A pro-U.S. president in Paris?



Scripps Howard News Service: The French presidential elections are Sunday, and while technically the United States doesn't have a horse in that race, it's hard not to like a candidate who is sometimes referred to, even if sardonically, as "Sarko the American."
He is Nicolas Sarkozy, the center-right candidate and an unabashed admirer of much in America -- its music, movies, literature, the opportunities it offers and what he calls its "second chances," meaning that Americans aren't limited for life by where they happened to go to school.
He believes in even closer bonds between Europe and the United States, which would be a nice change from his one-time mentor and current president, Jacques Chirac.
Despite this handicap, Sarkozy, the former interior minister who took a hard line on the immigrant riots, is leading in the polls.
Running four or five points behind him, is Segolene Royal, the Socialist candidate who would keep in place France's strong -- some say crippling -- workplace and social protections but would administer them with a feminine touch. Indeed, as her candidacy began to slip, she appealed directly to the women of France to vote for one of their own.

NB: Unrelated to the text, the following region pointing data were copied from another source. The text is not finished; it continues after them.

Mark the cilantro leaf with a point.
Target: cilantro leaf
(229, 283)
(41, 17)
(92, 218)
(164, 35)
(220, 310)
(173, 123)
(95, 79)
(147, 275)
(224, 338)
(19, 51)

In third place in the polls is centrist Francois Bayrou, whose most successful selling point so far is that he isn't the other two, both heirs to the parties that have ruled France for the last 26 years. The fourth factor in the 12-candidate race is right-wing nationalist Jean-Marie Le Pen, who threw French politics into disarray with a surprisingly strong finish in 2002.
There will be a runoff May 6 if no candidate wins over half the vote. It's not our place to meddle in French politics, but let's be honest: Sarko the American has a certain ring, a certain -- how you say? -- je ne sais quoi about it.